# Induction Heater



## WDG (Aug 20, 2017)

Does anyone have a real good way to make a cheap induction bearing heater?  I've been on youtube and have watched a few but I wasn't real fond of what they put together.  Usually talking over my head in electronics.  Although and E&I tech I'm not a component man so making a choke and other things isn't what I want.  I think the transformer from a microwave is the best what I would like to know is if anyone has first hand knowledge?


----------



## Ulma Doctor (Aug 20, 2017)

i wish i knew something about them , i too would like to learn about induction heaters.
i have seen them and used them, but i'm not exactly sure how they work.
i'm envisioning that you are short circuiting a heavy transformer's secondary circuit with a semi resistant metal that the bearing is supported on.
the resistance creates heat that warms the bar and bearing.
the input voltage, the transformer VA rating, the secondary voltage and the warming bar's resistance will dictate the potential of heat induction capabilities.
if you could vary the output, that'd be sweet!


----------



## Tony Wells (Aug 20, 2017)

The object being warmed is the secondary, and the eddy currents developed in it amount to a direct short, thus warming up said object.  That's why they only work on conductive materials, with ferrous being the foremost.

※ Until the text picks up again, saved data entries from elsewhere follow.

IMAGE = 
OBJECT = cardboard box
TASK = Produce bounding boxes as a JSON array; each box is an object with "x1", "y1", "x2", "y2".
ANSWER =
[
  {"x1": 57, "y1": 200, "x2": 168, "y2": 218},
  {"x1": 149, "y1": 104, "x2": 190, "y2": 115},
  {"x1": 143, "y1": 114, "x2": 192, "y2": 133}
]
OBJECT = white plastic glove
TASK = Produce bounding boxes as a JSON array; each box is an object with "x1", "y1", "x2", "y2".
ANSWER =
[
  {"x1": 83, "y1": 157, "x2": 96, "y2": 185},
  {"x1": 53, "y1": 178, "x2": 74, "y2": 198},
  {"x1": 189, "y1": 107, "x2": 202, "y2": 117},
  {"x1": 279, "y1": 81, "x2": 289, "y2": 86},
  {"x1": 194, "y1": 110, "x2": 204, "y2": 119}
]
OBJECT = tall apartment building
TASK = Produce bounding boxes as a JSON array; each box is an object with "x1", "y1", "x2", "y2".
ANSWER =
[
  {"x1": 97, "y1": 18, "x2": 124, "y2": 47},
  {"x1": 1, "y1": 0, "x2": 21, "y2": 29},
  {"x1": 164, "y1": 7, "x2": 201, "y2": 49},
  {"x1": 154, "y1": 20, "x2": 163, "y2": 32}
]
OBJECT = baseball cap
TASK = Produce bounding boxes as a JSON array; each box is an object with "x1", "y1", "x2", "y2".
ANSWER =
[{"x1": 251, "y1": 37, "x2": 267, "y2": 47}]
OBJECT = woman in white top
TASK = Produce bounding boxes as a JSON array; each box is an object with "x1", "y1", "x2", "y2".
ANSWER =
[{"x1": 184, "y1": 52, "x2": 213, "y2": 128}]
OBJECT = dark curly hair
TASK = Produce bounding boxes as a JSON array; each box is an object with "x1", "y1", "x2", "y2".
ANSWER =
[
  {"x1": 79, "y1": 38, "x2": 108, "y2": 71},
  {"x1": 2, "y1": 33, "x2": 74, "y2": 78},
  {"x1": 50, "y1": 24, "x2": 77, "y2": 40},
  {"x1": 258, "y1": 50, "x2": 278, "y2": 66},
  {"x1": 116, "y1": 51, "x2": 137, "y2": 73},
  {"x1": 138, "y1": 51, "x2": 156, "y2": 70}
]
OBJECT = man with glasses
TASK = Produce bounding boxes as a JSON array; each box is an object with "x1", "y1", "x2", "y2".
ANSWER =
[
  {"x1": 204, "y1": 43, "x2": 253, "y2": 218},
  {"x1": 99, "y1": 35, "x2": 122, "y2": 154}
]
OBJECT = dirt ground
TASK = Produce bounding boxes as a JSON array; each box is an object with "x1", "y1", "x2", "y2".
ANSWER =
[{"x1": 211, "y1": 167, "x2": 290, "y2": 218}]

Of course, there's more to it than that oversimplified statement, and it is interesting how they work. Totally practical for the home shop. Interesting build project.


----------



## British Steel (Aug 20, 2017)

How about a worktop induction hob from the charity shop, I'd expect it to work well as it does the same job on pots and pans?

Dave H. (the other one)


----------



## brino (Aug 20, 2017)

I have not used one, but did see some on ebay after a discussion here.
Someone was asking about one for localized heating for rusted bolt/nut removal.

http://www.ebay.ca/itm/1000W-ZVS-Lo...805772?hash=item1c683b5f4c:g:aiwAAOSw5cNYmTqI

http://www.ebay.ca/itm/20A-ZVS-Indu...936570?hash=item41c7ade4fa:g:SscAAOSwjKFZO7J2

(I have no interest in those sellers, just grabbed two random vendors!)
The pictures on those two look really interesting.

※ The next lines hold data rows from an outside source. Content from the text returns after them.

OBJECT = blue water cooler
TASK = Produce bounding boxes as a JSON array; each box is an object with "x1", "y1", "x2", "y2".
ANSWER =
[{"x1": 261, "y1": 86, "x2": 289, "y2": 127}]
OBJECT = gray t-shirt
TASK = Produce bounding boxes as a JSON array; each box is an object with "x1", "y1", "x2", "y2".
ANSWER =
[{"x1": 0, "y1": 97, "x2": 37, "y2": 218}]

I'd like to hear some first hand experience if anyone has tried one.

-brino


----------



## woodchucker (Aug 20, 2017)

I've been using a coffee mug warmer to get my bearings to fit over shafts.  Works pretty good, I need gloves to pick them up. Of course we are talking bearings smaller than a coffee mug.. Not huge honkers.


----------



## brino (Aug 20, 2017)

a couple related threads........

an induction heater in action:
http://www.hobby-machinist.com/threads/this-is-just-cool-not-practical-just-cool.58160/

a request for plans from Jan 2016 that had ZERO replies......
http://www.hobby-machinist.com/threads/induction-heater-plans-wanted.42443/
...that doesn't happen much on this site!

-brino


----------



## Wreck™Wreck (Aug 20, 2017)

WDG said:


> Does anyone have a real good way to make a cheap induction bearing heater?  I've been on youtube and have watched a few but I wasn't real fond of what they put together.  Usually talking over my head in electronics.  Although and E&I tech I'm not a component man so making a choke and other things isn't what I want.  I think the transformer from a microwave is the best what I would like to know is if anyone has first hand knowledge?

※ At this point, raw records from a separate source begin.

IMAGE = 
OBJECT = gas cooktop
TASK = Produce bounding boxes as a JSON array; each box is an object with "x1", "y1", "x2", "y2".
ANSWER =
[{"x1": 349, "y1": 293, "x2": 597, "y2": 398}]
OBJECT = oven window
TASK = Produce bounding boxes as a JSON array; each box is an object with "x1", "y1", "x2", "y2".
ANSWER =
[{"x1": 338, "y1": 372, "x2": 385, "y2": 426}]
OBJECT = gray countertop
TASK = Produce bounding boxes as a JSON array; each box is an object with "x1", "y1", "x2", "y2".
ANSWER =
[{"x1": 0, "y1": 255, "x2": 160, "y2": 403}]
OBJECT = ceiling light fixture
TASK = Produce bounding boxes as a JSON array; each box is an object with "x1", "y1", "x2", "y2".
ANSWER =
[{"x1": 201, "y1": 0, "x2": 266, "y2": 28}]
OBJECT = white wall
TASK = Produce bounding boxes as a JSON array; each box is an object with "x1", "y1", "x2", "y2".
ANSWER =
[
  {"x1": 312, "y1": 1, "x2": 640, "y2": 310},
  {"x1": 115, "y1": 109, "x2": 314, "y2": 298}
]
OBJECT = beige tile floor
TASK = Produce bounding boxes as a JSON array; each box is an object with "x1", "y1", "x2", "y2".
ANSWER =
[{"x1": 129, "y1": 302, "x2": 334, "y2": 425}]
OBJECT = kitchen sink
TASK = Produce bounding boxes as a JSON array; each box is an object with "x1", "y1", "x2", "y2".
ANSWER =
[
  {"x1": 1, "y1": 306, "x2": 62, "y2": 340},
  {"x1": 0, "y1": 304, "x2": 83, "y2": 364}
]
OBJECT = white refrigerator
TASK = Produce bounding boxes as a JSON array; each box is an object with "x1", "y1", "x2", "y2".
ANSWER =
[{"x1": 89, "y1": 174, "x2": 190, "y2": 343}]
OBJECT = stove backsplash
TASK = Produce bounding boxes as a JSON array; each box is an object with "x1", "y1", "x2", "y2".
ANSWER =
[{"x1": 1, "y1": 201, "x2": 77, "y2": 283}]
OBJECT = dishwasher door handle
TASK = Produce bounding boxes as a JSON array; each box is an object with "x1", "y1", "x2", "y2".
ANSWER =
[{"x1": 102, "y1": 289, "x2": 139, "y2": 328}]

This is a thing of beauty, carry on.


----------



## Billh50 (Aug 21, 2017)

Here's a link about making one. They also sell ready made parts for one.
http://www.rmcybernetics.com/projects/DIY_Devices/diy-induction-heater.htm


----------



## brino (Aug 21, 2017)

Billh50 said:


> Here's a link about making one.



Bill -Thanks for that link!
What a simple circuit, low parts count, and very tweak-able.....and even gives a spice circuit simulation file.

Another project added to the list!
-brino


----------



## TRX (Aug 21, 2017)

I bought one of the $35 induction heaters from eBay.

Be aware that all you get is the circuit board and the copper coil.  I spent another $150+ buying a power supply, a water pump, silicone hoses, proper clamps for the hoses, connectors for the inductor cables, a small radiator, fans, a motorcycle brake reservoir to use as a fill point, and some stuff I didn't *really* need - ammeter, voltmeter, water temp gauge, a high-temp laser thermometer to measure how hot the workpieces get, and a small crucible and tong kit to use for melting metals.

I was going to use an old computer case to package all the bits in, but I threw out all the junk in the storage room a while back, so I'm waiting until a freebie comes along.


----------



## brino (Aug 21, 2017)

TRX said:


> I bought one of the $35 induction heaters from eBay.



Okay thanks guinea pig, er.... I mean....... @TRX. 
Please let us know how it works out for you!

-brino


----------